Counsellors working with people with intellectual disability from CALD backgrounds need to consider their ‘cultural competence’ (Gow, 1999). Globalisation and migration continues to increase movement and contact across geo-political borders and continues to increase the complexity in communication between two or more cultures.
Culture is something that is learned and encompasses the beliefs, values, norms, symbols, behaviours, perceptions and customs of a people (Francisco & Carlson, 2002). Cultural practices and traditions can define roles within society, give meaning to life events, provide recognition of milestones and important transitions, and give a sense of belonging. The experiences of ethnicity and disability are interdependent and one cannot be valued over the other (NEDA, 2001).
People with intellectual disability from CALD backgrounds may not be given the opportunity to participate fully in the cultural life of their own ethnic group or that of the dominant culture. There may be multiple reasons for this: a person with intellectual disability may experience discrimination or shame within their cultural group because of their disability; a person may experience separation from their family of origin due to institutionalisation or removal from their families due to abuse or neglect; or a person with intellectual disability may receive support from a service or organisation, and that service may not provide the support required for the person to participate fully in their culture and its traditions.
Strategies that may aid cultural understanding include:
- Use an interpreter, if needed
- Develop an understanding of the client’s perception of disability – how does this client (or family or culture) perceive the disability? Is this similar or different to the dominant culture?

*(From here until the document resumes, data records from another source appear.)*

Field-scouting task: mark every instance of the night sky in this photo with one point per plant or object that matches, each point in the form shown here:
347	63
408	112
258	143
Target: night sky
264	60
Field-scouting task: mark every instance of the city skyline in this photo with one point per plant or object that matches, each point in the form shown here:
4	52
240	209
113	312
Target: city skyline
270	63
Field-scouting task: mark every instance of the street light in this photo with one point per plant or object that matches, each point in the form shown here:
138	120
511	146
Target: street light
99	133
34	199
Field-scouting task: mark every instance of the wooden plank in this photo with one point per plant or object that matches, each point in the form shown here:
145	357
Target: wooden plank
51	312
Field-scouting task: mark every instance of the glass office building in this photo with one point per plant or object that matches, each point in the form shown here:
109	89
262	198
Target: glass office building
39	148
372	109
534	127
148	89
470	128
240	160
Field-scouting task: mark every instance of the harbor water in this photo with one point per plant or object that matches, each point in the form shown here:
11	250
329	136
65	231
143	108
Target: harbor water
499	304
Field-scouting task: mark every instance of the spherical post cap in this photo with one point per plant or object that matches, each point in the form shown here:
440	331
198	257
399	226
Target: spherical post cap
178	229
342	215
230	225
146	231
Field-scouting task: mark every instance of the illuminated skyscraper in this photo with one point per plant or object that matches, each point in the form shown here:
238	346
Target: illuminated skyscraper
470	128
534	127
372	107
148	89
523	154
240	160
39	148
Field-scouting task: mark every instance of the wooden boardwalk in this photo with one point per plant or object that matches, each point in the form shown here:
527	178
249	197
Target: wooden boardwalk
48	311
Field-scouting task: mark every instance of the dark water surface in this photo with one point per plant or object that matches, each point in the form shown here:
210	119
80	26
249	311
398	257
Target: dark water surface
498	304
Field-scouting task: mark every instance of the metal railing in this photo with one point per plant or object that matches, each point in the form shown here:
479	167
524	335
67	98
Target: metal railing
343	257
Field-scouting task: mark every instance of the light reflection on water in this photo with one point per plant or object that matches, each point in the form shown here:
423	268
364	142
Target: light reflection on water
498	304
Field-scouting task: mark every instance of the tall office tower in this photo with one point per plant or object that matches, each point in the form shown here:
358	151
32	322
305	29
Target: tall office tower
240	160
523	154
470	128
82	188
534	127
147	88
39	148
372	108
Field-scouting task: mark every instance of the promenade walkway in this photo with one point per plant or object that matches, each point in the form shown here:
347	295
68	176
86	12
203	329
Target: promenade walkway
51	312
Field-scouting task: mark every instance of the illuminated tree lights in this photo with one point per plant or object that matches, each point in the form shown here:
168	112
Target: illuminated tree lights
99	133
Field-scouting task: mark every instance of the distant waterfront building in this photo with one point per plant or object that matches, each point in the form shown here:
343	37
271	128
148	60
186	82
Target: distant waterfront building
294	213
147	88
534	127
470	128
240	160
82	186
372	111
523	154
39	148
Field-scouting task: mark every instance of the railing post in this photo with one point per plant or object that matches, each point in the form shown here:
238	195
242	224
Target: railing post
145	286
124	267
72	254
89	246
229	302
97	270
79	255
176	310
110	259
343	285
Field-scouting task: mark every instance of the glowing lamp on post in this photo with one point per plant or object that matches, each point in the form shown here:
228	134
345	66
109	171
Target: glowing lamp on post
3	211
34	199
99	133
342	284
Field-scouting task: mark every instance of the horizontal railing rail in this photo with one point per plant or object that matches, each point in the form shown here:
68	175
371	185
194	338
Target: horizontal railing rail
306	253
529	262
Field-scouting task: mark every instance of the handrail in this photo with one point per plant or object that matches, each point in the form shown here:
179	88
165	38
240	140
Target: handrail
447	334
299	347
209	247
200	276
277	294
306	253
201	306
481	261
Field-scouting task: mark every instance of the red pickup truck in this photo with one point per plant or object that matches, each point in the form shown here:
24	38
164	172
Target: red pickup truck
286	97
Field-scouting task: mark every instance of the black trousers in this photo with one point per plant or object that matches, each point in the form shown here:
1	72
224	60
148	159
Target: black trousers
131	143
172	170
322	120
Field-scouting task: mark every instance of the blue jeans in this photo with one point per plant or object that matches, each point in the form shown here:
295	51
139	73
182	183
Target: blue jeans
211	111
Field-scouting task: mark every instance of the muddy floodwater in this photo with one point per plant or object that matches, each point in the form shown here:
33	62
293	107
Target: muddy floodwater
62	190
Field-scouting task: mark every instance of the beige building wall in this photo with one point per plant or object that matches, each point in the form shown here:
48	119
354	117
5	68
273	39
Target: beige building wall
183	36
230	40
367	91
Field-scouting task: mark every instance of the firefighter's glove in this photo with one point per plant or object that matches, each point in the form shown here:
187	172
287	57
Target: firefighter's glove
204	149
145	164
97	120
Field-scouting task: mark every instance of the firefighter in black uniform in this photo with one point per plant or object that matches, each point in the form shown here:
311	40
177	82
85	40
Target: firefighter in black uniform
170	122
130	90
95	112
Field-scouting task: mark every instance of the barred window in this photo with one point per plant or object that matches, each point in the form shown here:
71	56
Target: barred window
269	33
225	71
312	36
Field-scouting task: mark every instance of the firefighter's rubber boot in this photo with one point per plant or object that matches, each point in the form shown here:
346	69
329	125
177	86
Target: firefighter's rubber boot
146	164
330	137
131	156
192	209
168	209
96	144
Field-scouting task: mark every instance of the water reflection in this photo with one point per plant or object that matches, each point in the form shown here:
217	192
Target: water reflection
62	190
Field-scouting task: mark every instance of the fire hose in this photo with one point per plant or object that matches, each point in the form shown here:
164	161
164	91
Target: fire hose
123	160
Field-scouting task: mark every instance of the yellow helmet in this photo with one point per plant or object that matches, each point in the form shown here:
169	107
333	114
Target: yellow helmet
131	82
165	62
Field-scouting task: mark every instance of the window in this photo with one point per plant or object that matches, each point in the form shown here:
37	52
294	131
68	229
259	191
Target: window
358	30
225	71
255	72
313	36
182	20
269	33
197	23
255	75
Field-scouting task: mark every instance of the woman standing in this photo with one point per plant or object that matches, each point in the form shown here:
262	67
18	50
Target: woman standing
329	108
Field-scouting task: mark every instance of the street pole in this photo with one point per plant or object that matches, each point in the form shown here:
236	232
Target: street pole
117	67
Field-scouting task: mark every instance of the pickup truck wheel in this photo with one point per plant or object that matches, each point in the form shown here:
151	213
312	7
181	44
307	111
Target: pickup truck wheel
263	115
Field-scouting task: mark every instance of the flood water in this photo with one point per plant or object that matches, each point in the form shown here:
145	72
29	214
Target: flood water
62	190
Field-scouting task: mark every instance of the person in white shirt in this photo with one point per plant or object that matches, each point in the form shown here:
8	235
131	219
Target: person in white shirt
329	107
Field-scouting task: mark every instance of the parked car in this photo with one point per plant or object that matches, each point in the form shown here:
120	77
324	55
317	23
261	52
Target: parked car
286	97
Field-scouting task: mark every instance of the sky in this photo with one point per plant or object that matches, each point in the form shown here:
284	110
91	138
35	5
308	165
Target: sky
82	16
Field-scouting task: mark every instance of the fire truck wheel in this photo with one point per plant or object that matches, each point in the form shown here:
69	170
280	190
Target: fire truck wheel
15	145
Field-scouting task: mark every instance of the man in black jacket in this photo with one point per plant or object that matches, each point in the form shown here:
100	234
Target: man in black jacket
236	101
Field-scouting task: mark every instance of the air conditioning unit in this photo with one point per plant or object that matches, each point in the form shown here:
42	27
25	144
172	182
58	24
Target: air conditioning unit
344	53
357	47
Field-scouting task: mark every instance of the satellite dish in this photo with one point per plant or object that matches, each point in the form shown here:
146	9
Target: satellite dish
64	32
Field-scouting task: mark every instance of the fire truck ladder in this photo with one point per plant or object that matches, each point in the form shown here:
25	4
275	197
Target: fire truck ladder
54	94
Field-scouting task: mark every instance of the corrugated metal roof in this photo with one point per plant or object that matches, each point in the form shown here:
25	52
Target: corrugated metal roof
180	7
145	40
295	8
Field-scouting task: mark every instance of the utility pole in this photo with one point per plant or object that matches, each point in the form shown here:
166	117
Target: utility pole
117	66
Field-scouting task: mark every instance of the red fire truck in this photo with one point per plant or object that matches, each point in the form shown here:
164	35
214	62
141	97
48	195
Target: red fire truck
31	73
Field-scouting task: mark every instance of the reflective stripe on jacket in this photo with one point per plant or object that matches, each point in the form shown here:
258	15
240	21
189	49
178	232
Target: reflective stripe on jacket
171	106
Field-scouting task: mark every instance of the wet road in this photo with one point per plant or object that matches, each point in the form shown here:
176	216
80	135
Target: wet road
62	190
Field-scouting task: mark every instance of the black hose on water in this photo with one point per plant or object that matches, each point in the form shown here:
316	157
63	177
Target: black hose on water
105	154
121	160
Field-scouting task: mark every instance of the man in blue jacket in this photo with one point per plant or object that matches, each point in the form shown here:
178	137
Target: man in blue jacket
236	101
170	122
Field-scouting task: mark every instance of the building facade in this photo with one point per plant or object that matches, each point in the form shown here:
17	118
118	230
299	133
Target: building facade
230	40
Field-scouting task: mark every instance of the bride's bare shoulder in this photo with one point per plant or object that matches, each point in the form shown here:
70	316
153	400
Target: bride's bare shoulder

- Develop an understanding of the roles that religion and faith play in their life and in people’s well-being
- Develop an understanding of the role of cultural traditions in the client’s life
- Ask whether the client has had an opportunity to fully participate in their culture’s practices and traditions
- Consider why the client came to find themselves in a different culture and what impact this might have; the history of the family’s migration may be significant
- Resist making generalisations about cultural groups and applying them indiscriminately in specific situations; there will be different views about disability within cultures and within family groups as well as between cultures
- Consider the impact of historic discrimination
- Develop an ability to recognise when you have been culturally insensitive or unaware (it’s bound to happen) and develop strategies to recover from these mistakes.